@anthro brings up a number of good points. I generally try to ask how such issues will be overcome, instead of stating that they are flaws in the design and that the fundamental concepts must be scrapped, but that is just me. We should discuss the questions, whether or not his apparent lack of social graces are intentional.
In my conversations with the Maidsafe team, it has been clear that these issues have been well considered. There is no public code yet released for ranking or consensus chains, so there are not currently definitive answers to these questions. I personally have faith that these issues will be solved by the team. This is based on the innovative and elegant solutions that exist in the current code base as well as the well reasoned arguments provided by the team. The combined concepts of encrypted deduplication and security through immutability are beautiful, IMHO. While there are issues to be solved, I don’t see any intractable problems with the design.
As others have said, this project is very different from Bitcoin. Bitcoin is surprising in it’s elegance and simplicity. The blockchain can be explained in nine pages. I can read the whitepaper and come out with some level of confidence that it is a viable solution. I don’t think you will catch anyone saying that safecoin is simple or easy to understand. There is true innovation and genius in the maidsafe design, but it personally took me a month to get my head around it.
Here is my cocktail party explanation of the concept of consensus:
Every coin has a record stored on the network with a coin ID and an owner.
Within the network, there are a set of nodes randomly chosen to act as the manager of a given coin. A group is currently 4 nodes.
When nodes enter or exit the network, churn events are generated. These churn events will periodically change which nodes make up the management group for any given coin.
There are a set of rules that define how a coin record can be changed (for instance, the current owner must sign a request to transfer ownership).
The management group is responsible for maintaining the current state of the coin and for validating any change requests. 3 of the 4 members of the group must sign off on any change for it to be valid. Similarly, when you request the current state of the coin, you must get an answer from 3 of the 4 managers for the response to be valid.

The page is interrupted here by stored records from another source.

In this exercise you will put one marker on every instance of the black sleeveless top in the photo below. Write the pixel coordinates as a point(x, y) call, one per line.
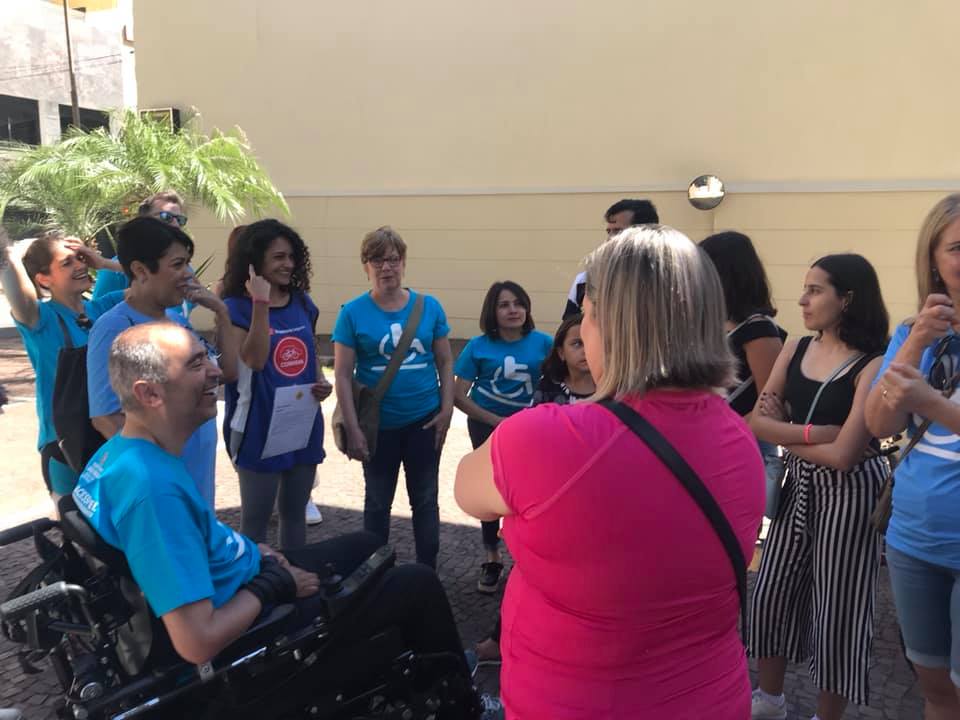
point(835, 400)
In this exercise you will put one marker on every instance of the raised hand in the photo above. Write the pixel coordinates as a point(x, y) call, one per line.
point(904, 388)
point(934, 320)
point(258, 288)
point(87, 255)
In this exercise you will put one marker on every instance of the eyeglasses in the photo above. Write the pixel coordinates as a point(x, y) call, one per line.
point(943, 373)
point(171, 218)
point(212, 352)
point(393, 261)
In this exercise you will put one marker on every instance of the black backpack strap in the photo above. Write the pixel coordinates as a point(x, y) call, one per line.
point(662, 448)
point(67, 341)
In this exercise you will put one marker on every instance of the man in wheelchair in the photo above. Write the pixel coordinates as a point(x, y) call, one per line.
point(328, 630)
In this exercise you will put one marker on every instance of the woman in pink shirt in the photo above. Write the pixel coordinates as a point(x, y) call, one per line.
point(623, 602)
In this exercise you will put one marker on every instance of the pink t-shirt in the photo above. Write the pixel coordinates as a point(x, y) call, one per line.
point(623, 602)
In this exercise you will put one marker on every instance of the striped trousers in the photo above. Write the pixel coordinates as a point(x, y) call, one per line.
point(815, 592)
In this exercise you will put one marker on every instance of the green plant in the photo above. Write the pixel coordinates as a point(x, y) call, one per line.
point(90, 181)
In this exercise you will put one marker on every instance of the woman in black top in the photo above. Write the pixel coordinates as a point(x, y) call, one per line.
point(815, 590)
point(754, 336)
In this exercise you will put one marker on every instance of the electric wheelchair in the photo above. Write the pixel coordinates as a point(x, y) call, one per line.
point(80, 611)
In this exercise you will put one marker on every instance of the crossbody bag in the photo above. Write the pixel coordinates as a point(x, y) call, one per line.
point(692, 483)
point(880, 518)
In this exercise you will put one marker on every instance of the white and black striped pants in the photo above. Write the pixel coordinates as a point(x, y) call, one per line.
point(814, 596)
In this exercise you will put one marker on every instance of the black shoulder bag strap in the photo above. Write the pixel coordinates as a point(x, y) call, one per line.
point(662, 448)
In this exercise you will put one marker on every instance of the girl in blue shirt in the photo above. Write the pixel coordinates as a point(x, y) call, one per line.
point(923, 537)
point(265, 289)
point(496, 375)
point(58, 267)
point(416, 410)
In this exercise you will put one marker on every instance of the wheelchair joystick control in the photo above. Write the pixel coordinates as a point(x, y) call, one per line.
point(331, 581)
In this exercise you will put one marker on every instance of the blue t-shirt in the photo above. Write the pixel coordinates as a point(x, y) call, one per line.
point(504, 374)
point(43, 343)
point(109, 281)
point(373, 333)
point(292, 361)
point(200, 452)
point(141, 500)
point(925, 522)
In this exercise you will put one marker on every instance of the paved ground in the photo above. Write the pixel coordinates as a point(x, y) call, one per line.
point(339, 494)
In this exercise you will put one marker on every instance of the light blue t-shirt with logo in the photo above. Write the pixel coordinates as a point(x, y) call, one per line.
point(43, 343)
point(200, 452)
point(504, 374)
point(925, 522)
point(141, 500)
point(373, 333)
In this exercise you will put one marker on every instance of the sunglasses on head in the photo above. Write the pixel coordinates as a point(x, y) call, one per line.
point(169, 217)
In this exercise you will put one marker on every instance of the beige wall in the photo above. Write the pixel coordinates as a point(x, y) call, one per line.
point(493, 135)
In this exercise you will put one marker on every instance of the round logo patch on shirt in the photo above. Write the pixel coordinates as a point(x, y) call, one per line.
point(290, 356)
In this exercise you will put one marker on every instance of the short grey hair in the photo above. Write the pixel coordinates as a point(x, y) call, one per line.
point(135, 355)
point(659, 307)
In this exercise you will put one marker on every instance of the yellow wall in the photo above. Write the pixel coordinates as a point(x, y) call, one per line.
point(493, 135)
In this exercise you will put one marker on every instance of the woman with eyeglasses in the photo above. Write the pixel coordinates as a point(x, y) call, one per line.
point(415, 411)
point(814, 595)
point(265, 288)
point(923, 538)
point(45, 287)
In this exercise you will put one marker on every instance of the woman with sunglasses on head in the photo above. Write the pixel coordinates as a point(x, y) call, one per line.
point(415, 411)
point(265, 288)
point(814, 594)
point(923, 536)
point(58, 268)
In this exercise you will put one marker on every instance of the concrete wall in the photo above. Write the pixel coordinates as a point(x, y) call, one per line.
point(34, 63)
point(493, 135)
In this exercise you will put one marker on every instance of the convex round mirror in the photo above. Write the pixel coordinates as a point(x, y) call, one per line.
point(706, 192)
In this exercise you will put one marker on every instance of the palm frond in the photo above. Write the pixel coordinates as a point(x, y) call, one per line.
point(85, 182)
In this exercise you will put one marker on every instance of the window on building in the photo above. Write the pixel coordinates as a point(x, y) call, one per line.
point(89, 119)
point(19, 119)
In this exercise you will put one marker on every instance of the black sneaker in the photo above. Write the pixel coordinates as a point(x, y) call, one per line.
point(490, 577)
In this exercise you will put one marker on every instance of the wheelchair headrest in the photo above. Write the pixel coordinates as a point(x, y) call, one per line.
point(76, 529)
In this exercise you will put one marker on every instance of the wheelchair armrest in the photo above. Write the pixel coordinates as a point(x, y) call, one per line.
point(16, 608)
point(341, 596)
point(27, 530)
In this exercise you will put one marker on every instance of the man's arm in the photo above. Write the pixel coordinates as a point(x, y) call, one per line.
point(198, 631)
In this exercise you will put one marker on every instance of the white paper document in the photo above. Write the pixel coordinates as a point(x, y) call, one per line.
point(294, 412)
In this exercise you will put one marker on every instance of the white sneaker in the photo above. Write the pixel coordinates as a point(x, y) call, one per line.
point(763, 709)
point(313, 514)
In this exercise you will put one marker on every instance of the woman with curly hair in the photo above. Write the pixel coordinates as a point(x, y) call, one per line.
point(265, 287)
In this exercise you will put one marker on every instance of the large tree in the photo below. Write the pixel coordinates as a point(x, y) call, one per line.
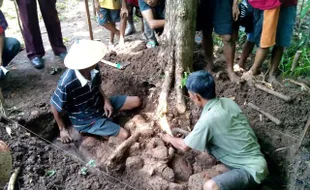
point(177, 52)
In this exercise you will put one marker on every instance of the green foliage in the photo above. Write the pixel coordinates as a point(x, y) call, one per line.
point(305, 9)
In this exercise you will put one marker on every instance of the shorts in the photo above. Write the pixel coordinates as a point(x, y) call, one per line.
point(235, 179)
point(108, 16)
point(104, 126)
point(215, 14)
point(274, 27)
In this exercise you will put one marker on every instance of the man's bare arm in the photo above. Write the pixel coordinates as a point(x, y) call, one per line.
point(153, 23)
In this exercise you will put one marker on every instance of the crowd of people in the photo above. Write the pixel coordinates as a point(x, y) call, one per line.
point(223, 129)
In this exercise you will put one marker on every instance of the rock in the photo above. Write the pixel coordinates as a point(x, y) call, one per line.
point(176, 186)
point(134, 149)
point(196, 181)
point(5, 163)
point(181, 168)
point(205, 160)
point(134, 163)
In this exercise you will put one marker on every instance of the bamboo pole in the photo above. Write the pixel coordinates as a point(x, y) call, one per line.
point(89, 21)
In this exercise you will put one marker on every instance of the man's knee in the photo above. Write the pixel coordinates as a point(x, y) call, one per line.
point(227, 39)
point(12, 45)
point(210, 185)
point(123, 134)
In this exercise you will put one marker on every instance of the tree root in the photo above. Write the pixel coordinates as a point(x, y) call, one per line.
point(13, 179)
point(179, 130)
point(303, 86)
point(306, 130)
point(270, 91)
point(268, 115)
point(120, 151)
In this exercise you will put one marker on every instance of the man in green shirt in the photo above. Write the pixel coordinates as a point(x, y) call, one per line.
point(224, 131)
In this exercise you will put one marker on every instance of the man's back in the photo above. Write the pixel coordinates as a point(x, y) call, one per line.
point(225, 132)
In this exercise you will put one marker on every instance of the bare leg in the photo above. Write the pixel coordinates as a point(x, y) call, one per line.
point(277, 53)
point(122, 30)
point(260, 57)
point(229, 53)
point(247, 49)
point(207, 43)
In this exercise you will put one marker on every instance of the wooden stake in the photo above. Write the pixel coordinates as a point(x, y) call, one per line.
point(89, 21)
point(306, 130)
point(277, 94)
point(268, 115)
point(13, 179)
point(295, 61)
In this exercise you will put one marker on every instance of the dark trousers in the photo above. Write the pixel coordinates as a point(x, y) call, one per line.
point(32, 33)
point(10, 50)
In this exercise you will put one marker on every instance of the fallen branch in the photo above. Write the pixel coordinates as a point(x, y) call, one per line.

Now, 3 out of 4 nodes is not secure enough for a currency, so this is where the chain comes in. Each of the 4 manager nodes has a manager group of its own. All actions and responses of the coin manager group are monitored by the node managers. In the same way as with coins, any action must be signed off on by 3 out of the 4 members of the manager’s management group for it to be valid. This management of manager nodes concept can be continued to chain as many management groups as is required together. In this way, the designers can choose how many nodes must be included in any decision to reach consensus. This is in contrast to a blockchain based system where every node in the network must validate every transaction ever recorded in the chain.
This description naturally brings up a number of questions, a couple of them being:
How are nodes randomly chosen to form a group.
How is communication to/from/between groups and members done.
How does one verify which nodes are required for consensus on a given coin, and how do you verify all the nodes agree.
What level of security does each level of group chaining provide.
etc.
These are discussed elsewhere (mostly on the google group). I will touch on the Sybil attack though. The below is my understanding of the plans. Again, there is not yet any code to back any of these statements:
There is no absolute defence against Sybil attacks. Bitcoin doesn’t provide one either, the 51% attack is a Sybil attack. The goal is to make the attack so expensive to perform that it is not feasible. The size of the network is the main determinator on how expensive a Sybil attack becomes; the larger the network, the less likely of a successful attack.
The first line of defense is the fact that a node is expensive to run. A node must provide an amount of storage space and it must respond to requests in a timely manner. The number of coins a node may be responsible for is directly related to the resources it provides to the network. If an attacking node does not participate productively in the network, it will be pushed to the outskirts of the network, increasingly ignored by the other nodes.
The next line of defense is the ranking system. In order to increase and maintain rank, a node must continue to expend increasing amounts of storage space and bandwidth. There is also a natural limit to the speed at which a node may acquire the higher ranks. A malicious node may need to spend weeks working as a productive member of the network before it has a high enough reputation to participate in the attack. The exact parameters have not been set, but consensus groups will likely be made up of nodes with varying rank, which will drastically increase the complexity require to successfully implement an attack.
Finally, it is not possible for an attacker to flood the network with a large number of fake nodes, all of them validating the rank of each other.
First off, the rank of a node is maintained through consensus (in the same manner as coin consensus). Synthesized fake rank then becomes a chicken and egg problem. The attacker can only set his nodes’ rank once he gains enough rank to be responsible for managing rank.
The best an attacker could do is create a self contained evil network, parallel to the real one. When the network is first initialized, this is protected against through centralization, but the centralization requirement fades over time. Let us consider a mature network that is several years old and has hundreds of thousands of nodes.
Nodes join the network and discover other nodes within the network based on known nodes it has communicated with in the past.
A mature network forms a graph of inter-related nodes (much like the reputation graph in a community of people). This effectively limits the evil network to a MITM type attack, which would be very challenging to perform due to the nature of the routing layer (I can go into more detail on this if you need).